The CE-to-PE link bandwidth for a given location is based on the peak traffic and the subscriber policy for noncritical traffic classes. In some locations, multiple applications reach individual peaks concurrently. For example, many people check voice mail and e-mail in the morning. IP telephony is a real-time CoS, whereas e-mail is frequently considered batch traffic. CE-to-PE link bandwidth may also be affected by the underlying technology used for the access link.

After you determine the bandwidth for the subscriber CE-to-PE link, the QoS policy for managing traffic on the link needs to be determined. The QoS policy determines the allocation of traffic to classes, and the treatment of the traffic in each of the classes, under congested conditions. QoS policy has no effect in uncongested conditions. The QoS policy involves marking, policing, fragmentation, interleaving, and compression functions (to name a few), all of which are active policies with or without congestion.

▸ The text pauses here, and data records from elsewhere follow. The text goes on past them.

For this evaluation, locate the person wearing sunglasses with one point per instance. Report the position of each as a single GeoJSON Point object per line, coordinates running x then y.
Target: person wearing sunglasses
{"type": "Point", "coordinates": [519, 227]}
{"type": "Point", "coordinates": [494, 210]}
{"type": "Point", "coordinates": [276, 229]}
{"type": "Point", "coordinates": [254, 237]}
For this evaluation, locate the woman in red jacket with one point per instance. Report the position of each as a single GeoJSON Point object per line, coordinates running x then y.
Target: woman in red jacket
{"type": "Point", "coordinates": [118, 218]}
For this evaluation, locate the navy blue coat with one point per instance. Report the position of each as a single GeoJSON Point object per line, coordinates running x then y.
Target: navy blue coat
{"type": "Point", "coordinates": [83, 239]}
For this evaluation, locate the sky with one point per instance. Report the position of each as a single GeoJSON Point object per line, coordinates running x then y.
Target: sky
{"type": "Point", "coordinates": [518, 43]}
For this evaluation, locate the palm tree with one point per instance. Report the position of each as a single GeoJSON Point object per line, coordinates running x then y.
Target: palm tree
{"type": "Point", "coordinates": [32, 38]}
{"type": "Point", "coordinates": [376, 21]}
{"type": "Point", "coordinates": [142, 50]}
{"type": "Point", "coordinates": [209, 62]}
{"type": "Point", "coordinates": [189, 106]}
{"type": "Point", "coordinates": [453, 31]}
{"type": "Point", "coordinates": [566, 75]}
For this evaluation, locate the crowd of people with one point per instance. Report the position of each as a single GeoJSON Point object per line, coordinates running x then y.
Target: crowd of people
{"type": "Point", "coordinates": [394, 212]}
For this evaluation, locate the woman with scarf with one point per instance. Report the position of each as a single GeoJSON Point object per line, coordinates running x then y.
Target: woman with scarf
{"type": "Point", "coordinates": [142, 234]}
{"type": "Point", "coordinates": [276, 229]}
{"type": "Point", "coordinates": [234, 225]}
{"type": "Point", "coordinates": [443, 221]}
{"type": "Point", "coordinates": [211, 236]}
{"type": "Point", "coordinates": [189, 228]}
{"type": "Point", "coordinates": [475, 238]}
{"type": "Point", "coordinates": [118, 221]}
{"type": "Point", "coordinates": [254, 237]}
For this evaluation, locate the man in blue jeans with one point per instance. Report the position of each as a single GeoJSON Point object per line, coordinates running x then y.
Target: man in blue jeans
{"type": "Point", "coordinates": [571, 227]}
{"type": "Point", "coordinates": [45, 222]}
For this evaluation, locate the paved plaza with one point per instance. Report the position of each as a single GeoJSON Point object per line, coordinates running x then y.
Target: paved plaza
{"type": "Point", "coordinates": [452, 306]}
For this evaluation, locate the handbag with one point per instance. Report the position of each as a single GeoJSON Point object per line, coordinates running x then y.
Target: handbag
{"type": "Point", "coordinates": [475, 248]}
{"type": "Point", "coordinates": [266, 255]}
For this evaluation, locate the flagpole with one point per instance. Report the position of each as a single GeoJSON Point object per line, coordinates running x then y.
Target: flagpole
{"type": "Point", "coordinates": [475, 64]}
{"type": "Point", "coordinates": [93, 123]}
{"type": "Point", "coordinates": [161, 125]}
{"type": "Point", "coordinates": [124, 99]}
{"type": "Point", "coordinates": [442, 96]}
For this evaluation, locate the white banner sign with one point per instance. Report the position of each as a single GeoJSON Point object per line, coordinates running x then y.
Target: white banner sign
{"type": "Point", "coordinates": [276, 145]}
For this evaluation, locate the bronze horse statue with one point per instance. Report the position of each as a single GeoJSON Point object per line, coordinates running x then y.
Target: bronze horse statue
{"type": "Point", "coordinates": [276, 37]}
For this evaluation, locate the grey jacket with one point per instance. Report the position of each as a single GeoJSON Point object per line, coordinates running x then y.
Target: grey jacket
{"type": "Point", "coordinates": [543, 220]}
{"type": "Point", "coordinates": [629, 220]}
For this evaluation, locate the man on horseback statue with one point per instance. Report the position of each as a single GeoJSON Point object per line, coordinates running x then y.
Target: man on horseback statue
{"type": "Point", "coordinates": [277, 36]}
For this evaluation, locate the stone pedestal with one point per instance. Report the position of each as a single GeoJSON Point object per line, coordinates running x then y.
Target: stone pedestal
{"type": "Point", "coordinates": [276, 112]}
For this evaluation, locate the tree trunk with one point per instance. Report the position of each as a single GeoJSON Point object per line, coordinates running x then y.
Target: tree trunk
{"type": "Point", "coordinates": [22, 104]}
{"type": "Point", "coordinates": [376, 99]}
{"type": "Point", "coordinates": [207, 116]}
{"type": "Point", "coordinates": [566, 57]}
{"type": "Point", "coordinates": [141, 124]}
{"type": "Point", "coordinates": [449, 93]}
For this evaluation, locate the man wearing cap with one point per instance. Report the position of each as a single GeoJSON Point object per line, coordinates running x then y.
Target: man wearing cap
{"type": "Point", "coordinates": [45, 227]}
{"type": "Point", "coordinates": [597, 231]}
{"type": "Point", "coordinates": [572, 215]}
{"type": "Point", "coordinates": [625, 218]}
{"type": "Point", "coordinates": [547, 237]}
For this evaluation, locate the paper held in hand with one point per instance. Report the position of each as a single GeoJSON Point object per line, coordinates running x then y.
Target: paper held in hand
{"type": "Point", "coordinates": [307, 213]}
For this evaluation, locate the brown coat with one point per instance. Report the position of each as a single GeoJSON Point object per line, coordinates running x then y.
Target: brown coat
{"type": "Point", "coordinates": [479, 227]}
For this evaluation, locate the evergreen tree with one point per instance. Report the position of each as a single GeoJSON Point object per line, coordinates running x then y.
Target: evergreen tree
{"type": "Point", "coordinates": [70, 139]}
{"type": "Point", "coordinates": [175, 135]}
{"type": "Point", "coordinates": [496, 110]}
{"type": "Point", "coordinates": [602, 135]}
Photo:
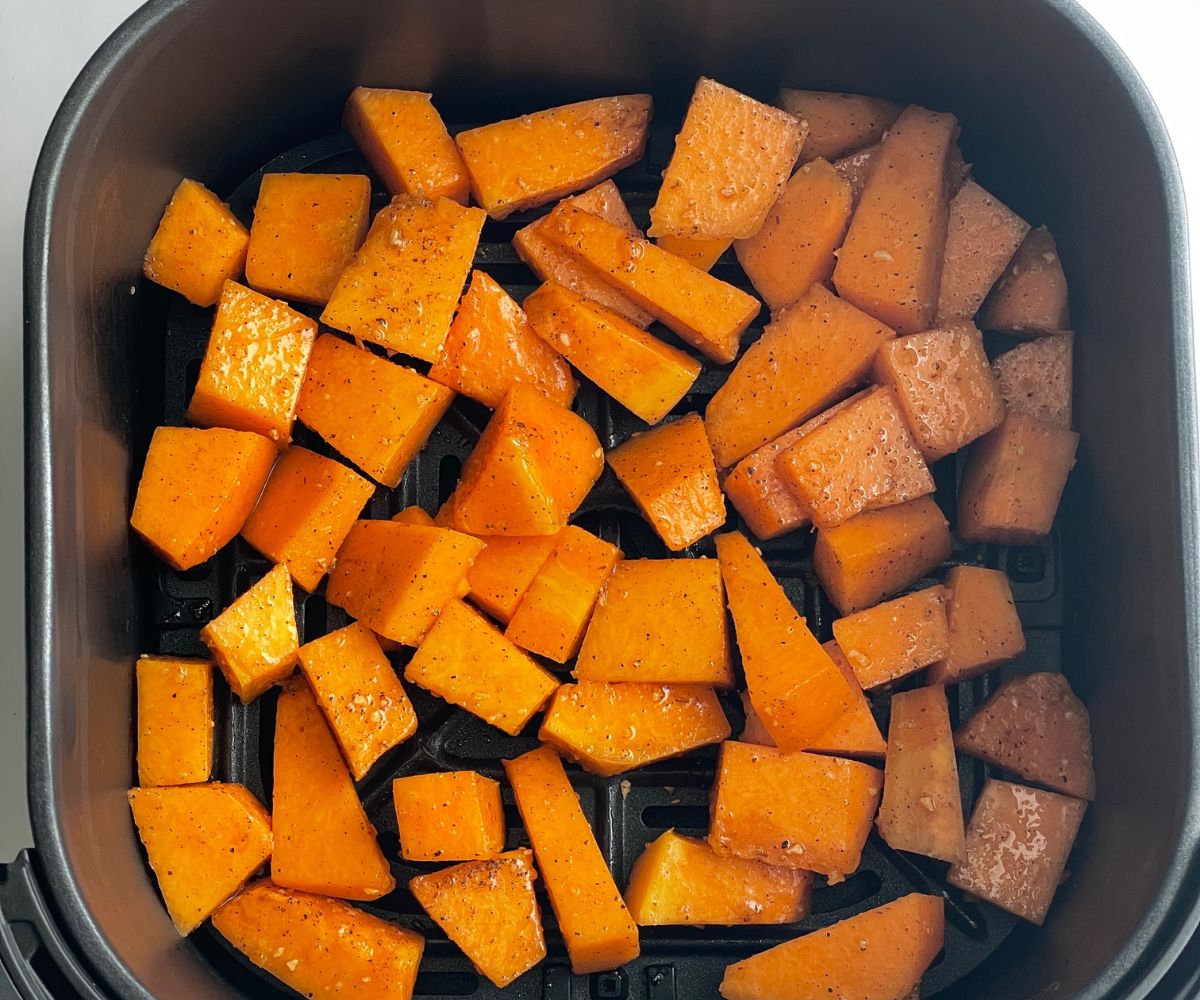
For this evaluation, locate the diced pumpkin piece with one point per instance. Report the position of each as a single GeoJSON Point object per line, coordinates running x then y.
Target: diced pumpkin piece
{"type": "Point", "coordinates": [809, 355]}
{"type": "Point", "coordinates": [528, 161]}
{"type": "Point", "coordinates": [731, 160]}
{"type": "Point", "coordinates": [317, 945]}
{"type": "Point", "coordinates": [203, 842]}
{"type": "Point", "coordinates": [489, 910]}
{"type": "Point", "coordinates": [174, 720]}
{"type": "Point", "coordinates": [659, 621]}
{"type": "Point", "coordinates": [797, 810]}
{"type": "Point", "coordinates": [306, 229]}
{"type": "Point", "coordinates": [1014, 480]}
{"type": "Point", "coordinates": [378, 414]}
{"type": "Point", "coordinates": [324, 842]}
{"type": "Point", "coordinates": [406, 142]}
{"type": "Point", "coordinates": [305, 513]}
{"type": "Point", "coordinates": [491, 347]}
{"type": "Point", "coordinates": [641, 372]}
{"type": "Point", "coordinates": [877, 954]}
{"type": "Point", "coordinates": [403, 283]}
{"type": "Point", "coordinates": [198, 246]}
{"type": "Point", "coordinates": [681, 880]}
{"type": "Point", "coordinates": [1036, 728]}
{"type": "Point", "coordinates": [197, 489]}
{"type": "Point", "coordinates": [945, 387]}
{"type": "Point", "coordinates": [613, 728]}
{"type": "Point", "coordinates": [529, 471]}
{"type": "Point", "coordinates": [1017, 848]}
{"type": "Point", "coordinates": [891, 263]}
{"type": "Point", "coordinates": [466, 660]}
{"type": "Point", "coordinates": [598, 930]}
{"type": "Point", "coordinates": [453, 815]}
{"type": "Point", "coordinates": [396, 578]}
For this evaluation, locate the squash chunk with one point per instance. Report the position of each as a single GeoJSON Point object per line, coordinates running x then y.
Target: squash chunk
{"type": "Point", "coordinates": [197, 489]}
{"type": "Point", "coordinates": [731, 160]}
{"type": "Point", "coordinates": [324, 842]}
{"type": "Point", "coordinates": [402, 286]}
{"type": "Point", "coordinates": [797, 810]}
{"type": "Point", "coordinates": [174, 720]}
{"type": "Point", "coordinates": [681, 880]}
{"type": "Point", "coordinates": [305, 513]}
{"type": "Point", "coordinates": [877, 954]}
{"type": "Point", "coordinates": [467, 662]}
{"type": "Point", "coordinates": [203, 842]}
{"type": "Point", "coordinates": [645, 375]}
{"type": "Point", "coordinates": [489, 910]}
{"type": "Point", "coordinates": [198, 246]}
{"type": "Point", "coordinates": [597, 928]}
{"type": "Point", "coordinates": [660, 621]}
{"type": "Point", "coordinates": [613, 728]}
{"type": "Point", "coordinates": [528, 161]}
{"type": "Point", "coordinates": [454, 815]}
{"type": "Point", "coordinates": [491, 347]}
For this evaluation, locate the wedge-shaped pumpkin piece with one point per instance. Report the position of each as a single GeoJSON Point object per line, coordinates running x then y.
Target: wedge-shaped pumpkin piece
{"type": "Point", "coordinates": [731, 160]}
{"type": "Point", "coordinates": [877, 954]}
{"type": "Point", "coordinates": [321, 946]}
{"type": "Point", "coordinates": [198, 246]}
{"type": "Point", "coordinates": [645, 375]}
{"type": "Point", "coordinates": [1036, 728]}
{"type": "Point", "coordinates": [613, 728]}
{"type": "Point", "coordinates": [660, 621]}
{"type": "Point", "coordinates": [797, 810]}
{"type": "Point", "coordinates": [402, 286]}
{"type": "Point", "coordinates": [197, 489]}
{"type": "Point", "coordinates": [324, 842]}
{"type": "Point", "coordinates": [489, 910]}
{"type": "Point", "coordinates": [406, 142]}
{"type": "Point", "coordinates": [378, 414]}
{"type": "Point", "coordinates": [466, 660]}
{"type": "Point", "coordinates": [681, 880]}
{"type": "Point", "coordinates": [203, 843]}
{"type": "Point", "coordinates": [598, 930]}
{"type": "Point", "coordinates": [891, 263]}
{"type": "Point", "coordinates": [528, 161]}
{"type": "Point", "coordinates": [491, 347]}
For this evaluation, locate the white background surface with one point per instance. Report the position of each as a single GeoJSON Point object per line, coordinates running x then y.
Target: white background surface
{"type": "Point", "coordinates": [45, 43]}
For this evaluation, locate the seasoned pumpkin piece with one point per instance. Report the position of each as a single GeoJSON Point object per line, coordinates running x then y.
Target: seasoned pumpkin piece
{"type": "Point", "coordinates": [305, 232]}
{"type": "Point", "coordinates": [198, 246]}
{"type": "Point", "coordinates": [731, 160]}
{"type": "Point", "coordinates": [598, 930]}
{"type": "Point", "coordinates": [645, 375]}
{"type": "Point", "coordinates": [489, 910]}
{"type": "Point", "coordinates": [1036, 728]}
{"type": "Point", "coordinates": [491, 347]}
{"type": "Point", "coordinates": [660, 621]}
{"type": "Point", "coordinates": [203, 842]}
{"type": "Point", "coordinates": [1017, 848]}
{"type": "Point", "coordinates": [670, 473]}
{"type": "Point", "coordinates": [453, 815]}
{"type": "Point", "coordinates": [378, 414]}
{"type": "Point", "coordinates": [174, 720]}
{"type": "Point", "coordinates": [403, 283]}
{"type": "Point", "coordinates": [877, 954]}
{"type": "Point", "coordinates": [305, 513]}
{"type": "Point", "coordinates": [613, 728]}
{"type": "Point", "coordinates": [466, 660]}
{"type": "Point", "coordinates": [406, 142]}
{"type": "Point", "coordinates": [797, 810]}
{"type": "Point", "coordinates": [315, 944]}
{"type": "Point", "coordinates": [528, 161]}
{"type": "Point", "coordinates": [681, 880]}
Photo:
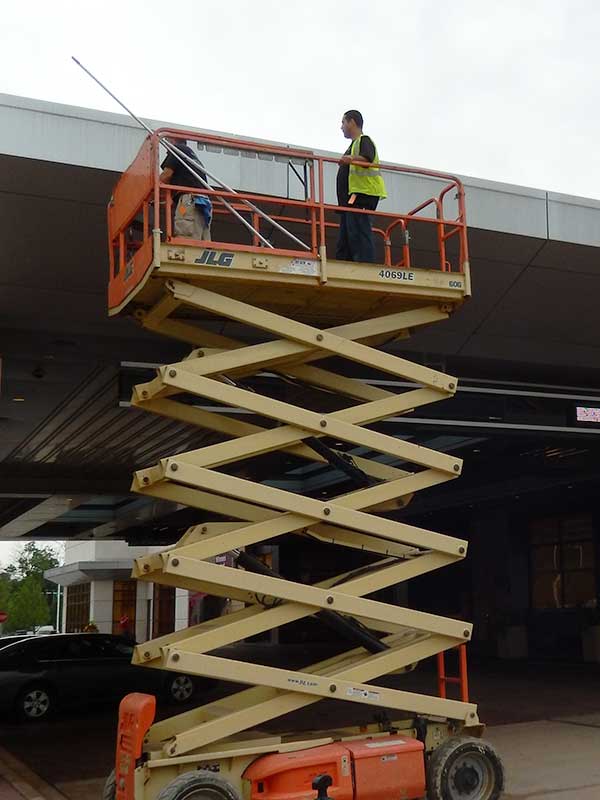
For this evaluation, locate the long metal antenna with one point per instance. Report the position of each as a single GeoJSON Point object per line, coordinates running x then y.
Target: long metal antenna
{"type": "Point", "coordinates": [189, 164]}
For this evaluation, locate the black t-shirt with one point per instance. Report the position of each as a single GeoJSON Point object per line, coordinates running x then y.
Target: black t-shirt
{"type": "Point", "coordinates": [367, 150]}
{"type": "Point", "coordinates": [181, 175]}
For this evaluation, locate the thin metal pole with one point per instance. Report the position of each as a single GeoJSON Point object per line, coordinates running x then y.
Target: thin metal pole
{"type": "Point", "coordinates": [187, 162]}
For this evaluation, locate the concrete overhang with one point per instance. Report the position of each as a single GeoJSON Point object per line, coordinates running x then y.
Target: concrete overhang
{"type": "Point", "coordinates": [86, 571]}
{"type": "Point", "coordinates": [535, 270]}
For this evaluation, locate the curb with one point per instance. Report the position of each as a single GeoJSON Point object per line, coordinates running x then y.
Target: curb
{"type": "Point", "coordinates": [24, 781]}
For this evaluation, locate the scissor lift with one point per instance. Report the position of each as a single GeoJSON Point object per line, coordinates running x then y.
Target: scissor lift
{"type": "Point", "coordinates": [290, 309]}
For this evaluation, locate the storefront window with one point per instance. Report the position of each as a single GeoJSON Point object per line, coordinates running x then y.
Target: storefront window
{"type": "Point", "coordinates": [563, 563]}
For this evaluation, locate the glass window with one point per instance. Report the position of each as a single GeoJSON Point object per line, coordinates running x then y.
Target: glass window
{"type": "Point", "coordinates": [78, 607]}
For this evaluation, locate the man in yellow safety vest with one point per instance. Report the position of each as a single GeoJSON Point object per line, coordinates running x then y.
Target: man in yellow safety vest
{"type": "Point", "coordinates": [357, 188]}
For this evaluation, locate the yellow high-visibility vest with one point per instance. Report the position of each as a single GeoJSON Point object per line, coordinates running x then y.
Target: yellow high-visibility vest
{"type": "Point", "coordinates": [365, 180]}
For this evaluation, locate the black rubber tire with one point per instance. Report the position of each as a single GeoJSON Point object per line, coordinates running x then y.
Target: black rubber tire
{"type": "Point", "coordinates": [480, 763]}
{"type": "Point", "coordinates": [198, 785]}
{"type": "Point", "coordinates": [36, 694]}
{"type": "Point", "coordinates": [109, 792]}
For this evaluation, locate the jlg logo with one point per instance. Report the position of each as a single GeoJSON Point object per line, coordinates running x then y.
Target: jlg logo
{"type": "Point", "coordinates": [213, 259]}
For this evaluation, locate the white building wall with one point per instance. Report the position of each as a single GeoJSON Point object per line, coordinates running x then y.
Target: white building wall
{"type": "Point", "coordinates": [143, 611]}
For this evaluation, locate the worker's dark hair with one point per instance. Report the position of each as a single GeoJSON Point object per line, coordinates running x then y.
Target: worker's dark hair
{"type": "Point", "coordinates": [356, 116]}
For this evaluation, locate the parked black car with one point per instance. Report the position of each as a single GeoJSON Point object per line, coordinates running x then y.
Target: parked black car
{"type": "Point", "coordinates": [40, 673]}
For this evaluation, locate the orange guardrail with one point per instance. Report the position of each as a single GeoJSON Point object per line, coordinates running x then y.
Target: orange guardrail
{"type": "Point", "coordinates": [461, 680]}
{"type": "Point", "coordinates": [141, 204]}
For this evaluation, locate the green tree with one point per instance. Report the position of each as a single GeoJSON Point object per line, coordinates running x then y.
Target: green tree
{"type": "Point", "coordinates": [5, 591]}
{"type": "Point", "coordinates": [30, 563]}
{"type": "Point", "coordinates": [27, 606]}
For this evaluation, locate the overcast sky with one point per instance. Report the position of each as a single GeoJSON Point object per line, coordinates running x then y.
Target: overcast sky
{"type": "Point", "coordinates": [505, 91]}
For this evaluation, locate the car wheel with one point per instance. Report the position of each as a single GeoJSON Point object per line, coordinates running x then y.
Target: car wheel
{"type": "Point", "coordinates": [35, 703]}
{"type": "Point", "coordinates": [180, 688]}
{"type": "Point", "coordinates": [464, 768]}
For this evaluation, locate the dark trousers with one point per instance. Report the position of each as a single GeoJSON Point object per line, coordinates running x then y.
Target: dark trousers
{"type": "Point", "coordinates": [355, 240]}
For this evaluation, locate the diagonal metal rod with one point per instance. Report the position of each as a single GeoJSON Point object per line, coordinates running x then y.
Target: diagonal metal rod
{"type": "Point", "coordinates": [250, 205]}
{"type": "Point", "coordinates": [189, 164]}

The four classes described for profiling the existing network are frequently defined as classes for the QoS policy. Networks without VoIP or IP telephony may define as few as three traffic classes. If the enterprise has the business objective of supporting VoIP, only then is a three-class model sufficient. However, if an enterprise has many applications with unique service-level requirements, applying unique classes of service (up to 11, for example) may be appropriate. Ultimately, business requirements dictate the CoS implementation model.

After determining the required traffic classes, handling of each class is defined based on the traffic characteristics. If either VoIP or IP telephony traffic is supported, low-latency queuing (LLQ) is recommended. LLQ provides a priority queue that is serviced exhaustively before other queues are serviced. A bandwidth limit can be configured for the LLQ to prevent starvation of other queues. A bandwidth limit (enforced via an implicit policer) is always present with LLQ. Other queues are serviced based on the CBWFQ policy defined. Unless otherwise specified, taildrop is used to discard packets in excess of the bandwidth assigned to the class under congested conditions.

If VoIP or IP telephony traffic is not supported, modular QoS CLI (MQC)-based LLQ is recommended for defining QoS policy for the allocation and treatment of traffic classes under congested conditions.

Each traffic class is marked based on the QoS policy. DSCP specifies how traffic is handled in the service provider network.

Most service provider networks recognize four levels of service at a minimum. The levels are usually divided along the lines of the traffic classes recommended for baselining the network. The premium CoS is usually reserved for LLQ ToS and is recommended for voice applications. The larger packet sizes associated with video applications generally are better suited to the second CoS.

The IP Precedence or DSCP bits are mapped to the experimental field of the MPLS label at the PE router. The experimental field is a 3-bit field, allowing a maximum of eight levels of service to be supported in an MPLS VPN core network. Although the field is 3 bits, most service providers support a maximum of four levels of service.

Note

Three bits (offering eight levels) lets EXP bits indicate whether traffic for a class is within or out of contract (two states per class equals eight values).

QoS has a significant role in the enterprise network when it comes to offering network services. With the advent of applications, such as videoconferencing and VoIP, it becomes essential to ensure that the network can offer services such as end-to-end bounded delay and guaranteed bandwidth to end-user applications. Without these sorts of QoS features, it can't meet the requirements of these applications without compromising the quality of the video or the voice services.

With QoS in place, the enterprise network can assure its users that its network can meet the requirements of the user applications. This also helps the enterprise distinguish between different types of users: one set of users who require services with a certain guarantee (such as end-to-end delay or bandwidth), and others who are satisfied with best-effort services. This distinction between types of users also helps the enterprise charge these users (for network services) based on their requirements.